The Secret Zero Problem

Before diving into solutions, let’s define the core problem this entire space is solving.

Secret Zero is the bootstrapping paradox: to retrieve a secret from a secret store, an application needs some initial credential. But that initial credential is itself a secret. How do you securely deliver the first secret without already having a secret manager?

Traditional answer: bake credentials into config files, environment variables, or source code. This creates:

  • Credential sprawl — copies of secrets scattered across servers, CI pipelines, and developer machines
  • Manual rotation — changing a password means finding every place it’s stored
  • Audit gaps — no reliable record of what accessed what and when
  • Blast radius — one leaked credential can compromise many systems

The cloud-native answer: replace the initial credential with a platform-attested workload identity. The cloud platform itself vouches for the workload, eliminating the need to distribute any bootstrap credential at all.

The Cloud-Native Shift

Traditional architecture:

Application --> Stored Password --> Database

Modern cloud architecture:

Application --> Workload Identity --> Secret Manager --> Database

The workload proves its identity through the platform. The secret manager determines authorization based on that identity. This removes an entire class of credential sprawl.

Azure Key Vault

Azure Key Vault is Microsoft’s managed service for secrets, keys, and certificates.
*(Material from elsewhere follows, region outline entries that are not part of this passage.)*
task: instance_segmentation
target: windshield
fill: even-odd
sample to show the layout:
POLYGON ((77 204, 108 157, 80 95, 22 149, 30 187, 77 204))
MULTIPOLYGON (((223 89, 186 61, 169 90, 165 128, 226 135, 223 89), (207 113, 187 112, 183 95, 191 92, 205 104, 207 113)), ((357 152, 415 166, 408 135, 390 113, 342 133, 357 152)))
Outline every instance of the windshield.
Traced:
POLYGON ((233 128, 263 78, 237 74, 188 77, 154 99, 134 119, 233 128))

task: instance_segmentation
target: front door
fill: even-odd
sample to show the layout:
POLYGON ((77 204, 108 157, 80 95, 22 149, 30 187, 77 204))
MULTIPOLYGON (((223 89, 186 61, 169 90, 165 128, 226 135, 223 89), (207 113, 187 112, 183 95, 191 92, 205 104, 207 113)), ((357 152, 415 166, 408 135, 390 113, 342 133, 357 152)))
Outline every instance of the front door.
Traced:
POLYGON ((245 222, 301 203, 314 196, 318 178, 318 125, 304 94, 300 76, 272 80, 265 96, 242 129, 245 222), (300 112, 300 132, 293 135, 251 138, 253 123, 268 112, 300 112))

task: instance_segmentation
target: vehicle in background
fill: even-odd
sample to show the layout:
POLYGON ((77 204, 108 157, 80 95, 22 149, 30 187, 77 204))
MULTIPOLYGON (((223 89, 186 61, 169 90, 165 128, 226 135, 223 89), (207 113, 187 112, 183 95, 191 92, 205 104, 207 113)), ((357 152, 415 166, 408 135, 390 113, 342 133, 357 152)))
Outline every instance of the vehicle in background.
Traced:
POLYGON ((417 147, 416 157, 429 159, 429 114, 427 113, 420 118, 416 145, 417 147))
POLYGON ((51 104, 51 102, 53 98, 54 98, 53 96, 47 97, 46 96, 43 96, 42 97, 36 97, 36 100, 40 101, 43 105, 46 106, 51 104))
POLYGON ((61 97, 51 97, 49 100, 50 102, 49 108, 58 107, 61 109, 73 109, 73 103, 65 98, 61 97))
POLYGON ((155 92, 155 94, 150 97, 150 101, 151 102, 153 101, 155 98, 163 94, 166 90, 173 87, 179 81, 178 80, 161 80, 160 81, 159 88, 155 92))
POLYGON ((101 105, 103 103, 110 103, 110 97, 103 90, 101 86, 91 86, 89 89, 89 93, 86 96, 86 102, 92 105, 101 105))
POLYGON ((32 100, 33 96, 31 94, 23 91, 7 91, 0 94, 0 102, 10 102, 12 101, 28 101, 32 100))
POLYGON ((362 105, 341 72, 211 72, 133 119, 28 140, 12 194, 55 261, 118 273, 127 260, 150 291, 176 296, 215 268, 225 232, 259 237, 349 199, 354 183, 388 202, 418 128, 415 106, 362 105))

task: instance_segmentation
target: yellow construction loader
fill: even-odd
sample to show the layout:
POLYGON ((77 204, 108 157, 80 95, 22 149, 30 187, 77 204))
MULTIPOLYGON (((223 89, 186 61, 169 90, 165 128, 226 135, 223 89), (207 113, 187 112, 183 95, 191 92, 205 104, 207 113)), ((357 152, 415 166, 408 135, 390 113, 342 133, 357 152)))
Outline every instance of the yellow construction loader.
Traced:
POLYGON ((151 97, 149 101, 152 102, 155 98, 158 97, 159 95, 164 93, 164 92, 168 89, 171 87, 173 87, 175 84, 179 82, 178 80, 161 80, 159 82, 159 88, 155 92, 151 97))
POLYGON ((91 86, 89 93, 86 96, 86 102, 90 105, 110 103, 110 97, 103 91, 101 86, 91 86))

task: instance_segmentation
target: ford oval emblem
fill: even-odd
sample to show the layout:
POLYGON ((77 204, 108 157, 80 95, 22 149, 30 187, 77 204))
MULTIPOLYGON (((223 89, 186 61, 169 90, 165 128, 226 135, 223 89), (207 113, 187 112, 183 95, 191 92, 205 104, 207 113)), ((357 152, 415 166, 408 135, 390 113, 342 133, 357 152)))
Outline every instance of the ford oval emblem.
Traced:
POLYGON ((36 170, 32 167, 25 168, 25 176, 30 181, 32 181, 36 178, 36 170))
Architect note: Key Vault operates at the Vault level, not the secret level. Each vault has its own access plane. For isolation between teams or environments, use separate vaults — not just separate secrets within the same vault.

Azure manages availability, replication, backups, and operational maintenance. That low overhead makes Key Vault the natural default for Azure-first organizations.

Key Vault Architecture

Notice what is missing: a stored password. The application never holds a long-lived credential to authenticate to Key Vault.

Managed Identity in Practice

Managed Identity is Azure’s answer to Secret Zero.

Without Managed Identity:

Application → Client Secret → Azure Resource

The client secret needs to be stored somewhere, rotated manually, and distributed securely. The problem recurses.

With Managed Identity:

Application → Platform-Attested Identity → Azure Resource

No credential to store. No rotation to manage. No distribution problem.

How the Token Flow Actually Works

The Azure Instance Metadata Service (IMDS) is the local endpoint that makes this possible. It runs at a link-local address accessible only from within the Azure compute environment:

GET http://169.254.169.254/metadata/identity/oauth2/token
    ?api-version=2018-02-01
    &resource=https://vault.azure.net

The platform responds with a short-lived OAuth 2.0 token scoped to the requested resource. The application uses that token to call Key Vault. No secrets were exchanged to obtain it — the platform vouched for the workload by virtue of where it’s running.

Full Managed Identity Sequence

Every access is identity-driven and fully auditable in Azure Monitor.

System-Assigned vs. User-Assigned: A Real Architecture Decision

This is not a footnote. Get this wrong and you’ll be refactoring IAM bindings when your workload count grows.

Rule of thumb:

  • Start with system-assigned for greenfield single-workload deployments.
  • Move to user-assigned when a fleet of compute instances needs the same identity, or when you need to pre-assign permissions before the compute resource exists.

Key Vault Authorization and Networking

RBAC vs. Access Policies

Key Vault originally used its own access policy model. Modern deployments should use Azure RBAC instead — it integrates with the same identity plane governing the rest of your Azure resources.

Useful built-in roles:

Security principle: Grant Key Vault Secrets User to workloads. Reserve officer-level roles for human operators. Never assign Key Vault Administrator to a workload identity.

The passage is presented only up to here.